Exploration and Analysis

Network Analysis of Healthcare Providers based on Medicare Claims data Network Analysis of Healthcare Providers based on Medicare Claims data

The data is aggregated from multiple public sources:

library(ggplot2)
library(GGally)
## Loading required package: reshape
library(ggmap)
data <- read.csv("npi_pcg_prod.csv")
colnames(data) <- c("State", "City", "Specialization", "Classification", "NPI", 
    "Type", "Name", "Labeler", "Drug", "Ccount", "Cqty", "Csum")

The table below shows the frequency of Claims by State:

table(data[, "State"])
## 
##   CT   NJ   NY 
##  288 1200 1972

Visualized as a barplot:

agg1 <- aggregate(Ccount ~ State, data = data, sum)
p1 <- ggplot(agg1, aes(State, Ccount, fill = State))
p1 + geom_bar(stat = "identity") + ylab("Claim Count") + ggtitle("Oncology Claims by State")

plot of chunk unnamed-chunk-3

Split by Oncology Specialty Classification:

agg2 <- aggregate(Ccount ~ Classification, data = data, sum)
p2 <- ggplot(agg2, aes(Classification, Ccount, fill = Classification))
p2 + geom_bar(stat = "identity") + ylab("Claim Count") + ggtitle("Oncology Claims by Classification")
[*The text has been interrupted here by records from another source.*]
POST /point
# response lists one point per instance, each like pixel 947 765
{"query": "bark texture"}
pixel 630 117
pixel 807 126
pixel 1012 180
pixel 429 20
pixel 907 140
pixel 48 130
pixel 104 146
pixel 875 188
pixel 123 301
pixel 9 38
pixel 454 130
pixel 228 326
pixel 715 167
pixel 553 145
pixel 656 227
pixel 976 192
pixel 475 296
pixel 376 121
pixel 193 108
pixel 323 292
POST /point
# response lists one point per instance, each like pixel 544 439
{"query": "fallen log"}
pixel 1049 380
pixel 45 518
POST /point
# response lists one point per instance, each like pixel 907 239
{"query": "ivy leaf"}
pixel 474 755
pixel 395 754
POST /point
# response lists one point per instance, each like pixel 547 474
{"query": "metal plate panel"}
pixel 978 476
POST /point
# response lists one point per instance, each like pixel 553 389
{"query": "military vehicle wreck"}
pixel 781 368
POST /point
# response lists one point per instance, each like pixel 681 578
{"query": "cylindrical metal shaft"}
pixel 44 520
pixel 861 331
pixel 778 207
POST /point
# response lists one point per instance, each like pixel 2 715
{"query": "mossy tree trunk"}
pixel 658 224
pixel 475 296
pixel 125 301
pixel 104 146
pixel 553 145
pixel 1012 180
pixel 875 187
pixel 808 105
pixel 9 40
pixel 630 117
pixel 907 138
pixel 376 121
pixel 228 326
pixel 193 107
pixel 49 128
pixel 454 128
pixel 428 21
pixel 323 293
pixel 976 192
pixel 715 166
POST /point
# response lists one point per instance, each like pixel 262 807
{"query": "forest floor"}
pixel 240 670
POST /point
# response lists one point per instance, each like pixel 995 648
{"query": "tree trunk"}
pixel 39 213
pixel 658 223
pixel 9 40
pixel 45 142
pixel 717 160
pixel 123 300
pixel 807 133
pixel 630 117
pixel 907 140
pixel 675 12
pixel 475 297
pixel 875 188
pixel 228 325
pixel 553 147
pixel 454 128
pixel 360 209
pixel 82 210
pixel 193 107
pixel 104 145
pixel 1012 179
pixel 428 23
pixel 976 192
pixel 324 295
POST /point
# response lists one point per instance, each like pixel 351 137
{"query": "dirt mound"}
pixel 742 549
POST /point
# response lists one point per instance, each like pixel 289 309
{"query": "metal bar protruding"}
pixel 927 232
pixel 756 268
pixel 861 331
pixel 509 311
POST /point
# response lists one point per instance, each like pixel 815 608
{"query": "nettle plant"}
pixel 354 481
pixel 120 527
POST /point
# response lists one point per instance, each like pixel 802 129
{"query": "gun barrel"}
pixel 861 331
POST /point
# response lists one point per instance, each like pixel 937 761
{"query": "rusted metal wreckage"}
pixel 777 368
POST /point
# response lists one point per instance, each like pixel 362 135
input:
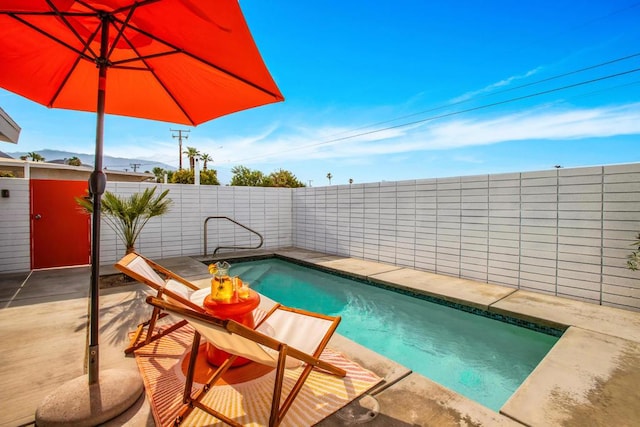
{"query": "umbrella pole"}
pixel 97 184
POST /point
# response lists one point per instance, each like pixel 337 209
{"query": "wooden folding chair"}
pixel 285 338
pixel 172 288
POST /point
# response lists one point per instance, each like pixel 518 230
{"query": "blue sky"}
pixel 384 91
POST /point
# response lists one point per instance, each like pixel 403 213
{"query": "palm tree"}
pixel 192 153
pixel 205 158
pixel 128 215
pixel 74 161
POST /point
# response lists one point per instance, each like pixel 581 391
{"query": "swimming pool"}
pixel 481 358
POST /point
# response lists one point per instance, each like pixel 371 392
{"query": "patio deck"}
pixel 589 377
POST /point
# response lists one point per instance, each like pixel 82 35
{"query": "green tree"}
pixel 205 159
pixel 192 153
pixel 127 216
pixel 74 161
pixel 209 177
pixel 284 178
pixel 159 173
pixel 245 177
pixel 183 176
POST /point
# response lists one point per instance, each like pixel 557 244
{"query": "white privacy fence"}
pixel 566 232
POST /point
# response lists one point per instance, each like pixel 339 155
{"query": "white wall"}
pixel 15 246
pixel 564 232
pixel 181 231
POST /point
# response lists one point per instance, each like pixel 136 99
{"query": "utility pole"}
pixel 180 135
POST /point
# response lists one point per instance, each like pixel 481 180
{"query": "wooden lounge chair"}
pixel 285 338
pixel 167 285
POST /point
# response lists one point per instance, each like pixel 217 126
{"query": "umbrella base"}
pixel 76 403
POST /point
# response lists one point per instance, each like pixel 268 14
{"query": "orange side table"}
pixel 239 310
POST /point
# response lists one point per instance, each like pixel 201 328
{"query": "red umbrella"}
pixel 180 61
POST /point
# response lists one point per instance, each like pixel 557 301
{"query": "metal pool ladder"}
pixel 230 247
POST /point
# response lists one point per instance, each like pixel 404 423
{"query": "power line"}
pixel 467 110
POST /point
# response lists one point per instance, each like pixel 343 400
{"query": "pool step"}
pixel 249 273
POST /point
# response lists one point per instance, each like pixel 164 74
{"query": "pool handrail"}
pixel 229 247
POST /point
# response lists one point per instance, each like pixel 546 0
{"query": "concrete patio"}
pixel 589 377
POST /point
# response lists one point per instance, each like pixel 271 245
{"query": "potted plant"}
pixel 128 215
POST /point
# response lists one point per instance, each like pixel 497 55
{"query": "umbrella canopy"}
pixel 180 61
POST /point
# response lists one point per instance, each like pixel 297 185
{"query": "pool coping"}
pixel 580 355
pixel 590 374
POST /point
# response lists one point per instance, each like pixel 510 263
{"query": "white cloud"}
pixel 497 85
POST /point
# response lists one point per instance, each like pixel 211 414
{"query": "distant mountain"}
pixel 109 162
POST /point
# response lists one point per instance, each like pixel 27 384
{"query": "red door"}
pixel 60 230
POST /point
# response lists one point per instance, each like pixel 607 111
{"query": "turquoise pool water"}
pixel 481 358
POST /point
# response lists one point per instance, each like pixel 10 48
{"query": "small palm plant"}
pixel 128 215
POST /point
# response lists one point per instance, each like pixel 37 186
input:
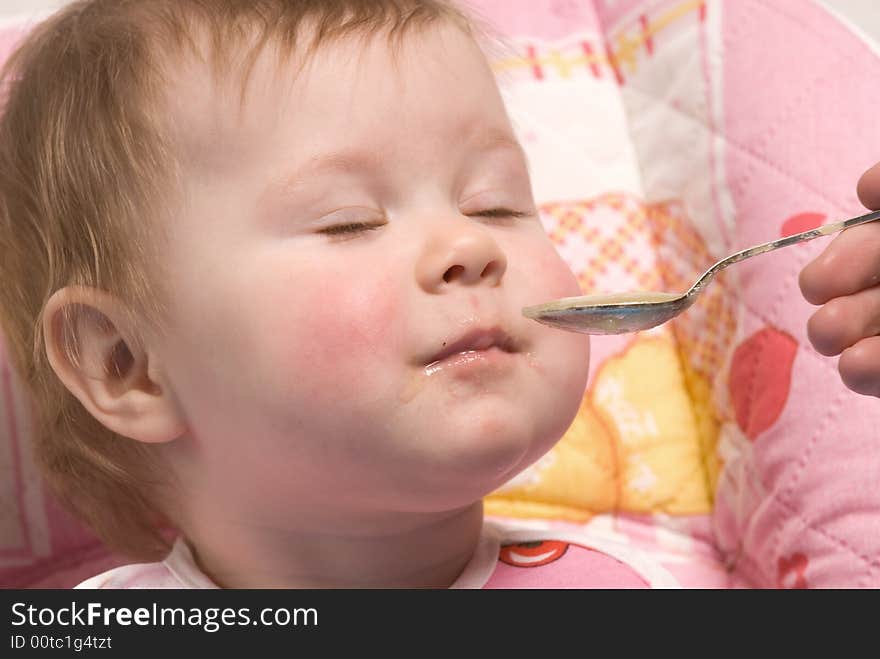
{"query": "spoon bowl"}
pixel 636 311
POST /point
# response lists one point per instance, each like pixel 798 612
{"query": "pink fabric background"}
pixel 799 105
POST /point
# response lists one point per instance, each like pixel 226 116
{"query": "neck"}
pixel 408 551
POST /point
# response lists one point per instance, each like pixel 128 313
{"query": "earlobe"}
pixel 107 367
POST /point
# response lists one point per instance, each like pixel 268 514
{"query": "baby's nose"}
pixel 469 257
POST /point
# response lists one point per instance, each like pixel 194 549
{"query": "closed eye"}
pixel 351 228
pixel 500 213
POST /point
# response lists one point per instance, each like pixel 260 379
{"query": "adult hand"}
pixel 844 280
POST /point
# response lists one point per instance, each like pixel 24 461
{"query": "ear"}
pixel 107 367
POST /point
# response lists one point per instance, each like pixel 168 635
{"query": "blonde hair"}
pixel 84 162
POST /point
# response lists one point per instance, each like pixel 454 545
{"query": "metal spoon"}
pixel 632 312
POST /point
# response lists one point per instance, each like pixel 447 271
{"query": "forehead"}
pixel 431 75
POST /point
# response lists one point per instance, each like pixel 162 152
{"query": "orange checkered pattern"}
pixel 615 243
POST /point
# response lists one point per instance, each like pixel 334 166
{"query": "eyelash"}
pixel 359 227
pixel 500 213
pixel 350 228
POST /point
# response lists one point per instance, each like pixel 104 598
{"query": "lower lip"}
pixel 471 360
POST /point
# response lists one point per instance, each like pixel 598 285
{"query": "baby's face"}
pixel 348 269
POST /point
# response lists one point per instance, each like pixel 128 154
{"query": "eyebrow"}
pixel 360 160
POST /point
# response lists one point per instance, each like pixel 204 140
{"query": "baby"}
pixel 269 260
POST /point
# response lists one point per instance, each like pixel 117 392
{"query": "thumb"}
pixel 868 188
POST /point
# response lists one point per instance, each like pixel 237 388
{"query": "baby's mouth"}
pixel 475 341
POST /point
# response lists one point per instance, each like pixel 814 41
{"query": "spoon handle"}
pixel 824 230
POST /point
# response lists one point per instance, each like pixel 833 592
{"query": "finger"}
pixel 868 187
pixel 844 321
pixel 851 263
pixel 859 367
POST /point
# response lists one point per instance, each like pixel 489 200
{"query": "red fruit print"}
pixel 791 572
pixel 801 222
pixel 760 379
pixel 533 554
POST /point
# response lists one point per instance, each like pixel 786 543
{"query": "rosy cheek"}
pixel 339 333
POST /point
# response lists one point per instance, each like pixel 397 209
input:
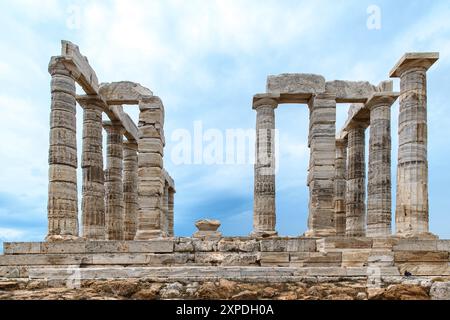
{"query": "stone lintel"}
pixel 261 99
pixel 414 60
pixel 350 91
pixel 114 113
pixel 169 180
pixel 385 98
pixel 124 92
pixel 78 65
pixel 153 102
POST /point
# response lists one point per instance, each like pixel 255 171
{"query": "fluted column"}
pixel 264 210
pixel 113 181
pixel 62 206
pixel 165 212
pixel 322 143
pixel 93 191
pixel 340 185
pixel 379 211
pixel 150 174
pixel 412 172
pixel 356 182
pixel 130 192
pixel 171 212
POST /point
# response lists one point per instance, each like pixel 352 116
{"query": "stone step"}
pixel 189 273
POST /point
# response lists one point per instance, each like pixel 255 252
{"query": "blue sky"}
pixel 206 59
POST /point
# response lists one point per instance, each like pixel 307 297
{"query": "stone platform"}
pixel 275 259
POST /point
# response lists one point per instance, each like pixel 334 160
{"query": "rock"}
pixel 245 295
pixel 440 291
pixel 172 290
pixel 361 296
pixel 401 292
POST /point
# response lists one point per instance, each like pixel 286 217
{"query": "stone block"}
pixel 288 245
plot of chunk unnamed-chunk-4

Correlation matrix for Claim Count, Quantity and Sum

data_sub <- data[, c(1, 10, 11, 12)]
ggpairs(data = data_sub, columns = 2:4, title = "Correlation Matrix", colour = "State")

plot of chunk unnamed-chunk-5

Claim distribution Distribution of claim count:

agg3 <- aggregate(Ccount ~ NPI + State, data = data, sum)
d3 <- density(agg3[, 3])
plot(d3, type = "n", main = "Distribution of Claim Count")
polygon(d3, col = "red", border = "gray")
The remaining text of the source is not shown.